I was surprised, given Smith's sparkly article in Becoming Male in the Middle Ages that there was so little consideration of gender in the late medieval household, but ultimately Arts of Possession is not interested in individual subjectivities. Smith rarely shows a curiosity about who inhabits his households, in who his economic actors are, in who constituted the readership of medieval romances, in differentiating the alternative personae in the poetry he analyses, in how characters like, say, the Wife of Bath are conceptualized as negotiations between social groups and interior desires. To give just one telling example, Langland the author of "Piers Plowman" is repeatedly conflated with his narrator, Will, until p. 136 when Smith remembers to tell us that he is agnostic about their relationship in a sentence which indicates his lack of interest in the reflexive subjectivities of Langland's poem: "... the mediating inscriber of the poem, whether we call him 'Will,' the Dreamer, or Langland...". The chapter on "Piers Plowman" offers a strong contribution to our knowledge of how that poem constructs a deeply ambivalent attitude to merchants and their social place, however, in a book on household it is curious to observe its blindness to the poem's preoccupation with the ethics of, say, marriage and parenthood and how they might relate to its invective against social and economic ills. Why, for example, is Will's marital status central to his interrogation under the terms of the labour statutes by Reason and Conscience in Passus V the C-text? In this 'apologia' Will indicates that the source of the poem's reflexive anxiety comes from the disjunction between his marital status and his quasi-clerical occupation; like the merchants who, Smith notes, fell outside of standard medieval estate taxonomies, the secular, married clergy represented a group on the cusp between traditional social identities and a nascent bourgeoisie who were devising new ethical paradigms which were exhibited primarily in the domestic realm.

My final reservation is about the style of this book that might, I think, discourage its use in the undergraduate classroom and so marginalize its contribution to central themes within medieval studies. The Medieval Cultures Series at Minnesota has established a reputation for producing excellent, affordable volumes that are aimed at a diverse audience. Whilst many in the series are interested in the application of modern critical theories to medieval research they regularly include, in their early chapters, the resources to understand the key ideas under discussion; Smith assumes a much greater understanding of political, economic and cultural theory in his readership.
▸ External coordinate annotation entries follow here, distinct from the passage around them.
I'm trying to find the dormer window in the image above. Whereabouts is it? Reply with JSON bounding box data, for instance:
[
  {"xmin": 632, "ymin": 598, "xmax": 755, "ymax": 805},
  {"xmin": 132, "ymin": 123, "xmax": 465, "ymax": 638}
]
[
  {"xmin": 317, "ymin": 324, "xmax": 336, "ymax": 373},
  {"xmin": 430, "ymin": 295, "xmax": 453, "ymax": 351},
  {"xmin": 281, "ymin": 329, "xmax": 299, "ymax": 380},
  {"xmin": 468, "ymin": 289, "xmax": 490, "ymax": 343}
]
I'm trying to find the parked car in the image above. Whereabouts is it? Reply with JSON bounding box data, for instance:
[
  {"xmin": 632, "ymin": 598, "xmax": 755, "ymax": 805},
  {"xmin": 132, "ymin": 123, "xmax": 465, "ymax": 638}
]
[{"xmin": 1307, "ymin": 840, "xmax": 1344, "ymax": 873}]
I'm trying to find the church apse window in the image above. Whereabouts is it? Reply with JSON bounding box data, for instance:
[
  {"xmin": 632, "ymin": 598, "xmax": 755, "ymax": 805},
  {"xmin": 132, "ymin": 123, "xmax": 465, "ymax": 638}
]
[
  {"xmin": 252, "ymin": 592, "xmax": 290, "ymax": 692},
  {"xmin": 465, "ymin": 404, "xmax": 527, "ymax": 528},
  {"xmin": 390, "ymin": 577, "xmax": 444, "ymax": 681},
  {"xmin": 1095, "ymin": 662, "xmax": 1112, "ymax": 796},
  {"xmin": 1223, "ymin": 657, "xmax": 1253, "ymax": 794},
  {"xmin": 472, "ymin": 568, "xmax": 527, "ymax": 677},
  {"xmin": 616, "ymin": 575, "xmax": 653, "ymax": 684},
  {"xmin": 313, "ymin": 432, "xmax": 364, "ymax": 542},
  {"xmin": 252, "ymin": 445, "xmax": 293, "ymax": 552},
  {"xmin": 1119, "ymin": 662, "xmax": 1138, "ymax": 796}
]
Some of his contributions to those theoretical debates, such as his interesting anti-oedipal reading of the management of surplus within the medieval household, are hidden within the endnotes rather than explicitly written into the text. Foreign phrases are used liberally and not always translated, whilst abstract discussion is not always pinned down with the use of textual, graspable example; I admired Smith's close textual work and felt that it could have been used more extensively. Whilst Smith has clearly and commendably done a great deal of primary research for this volume, his endnotes seemed reluctant to admit to using published sources. For example, on p. 128 Thomas Usk's "Appellum", which Smith apparently consulted in the Public Record Office in London, is used in a way that confuses its motive, which was to denounce, rather than defend, John of Northampton (perhaps consulting it in one of the many available published transcriptions might have made its comprehension easier?). Surely such resources are there to be used and students that follow should not be encouraged in a similar discomfort?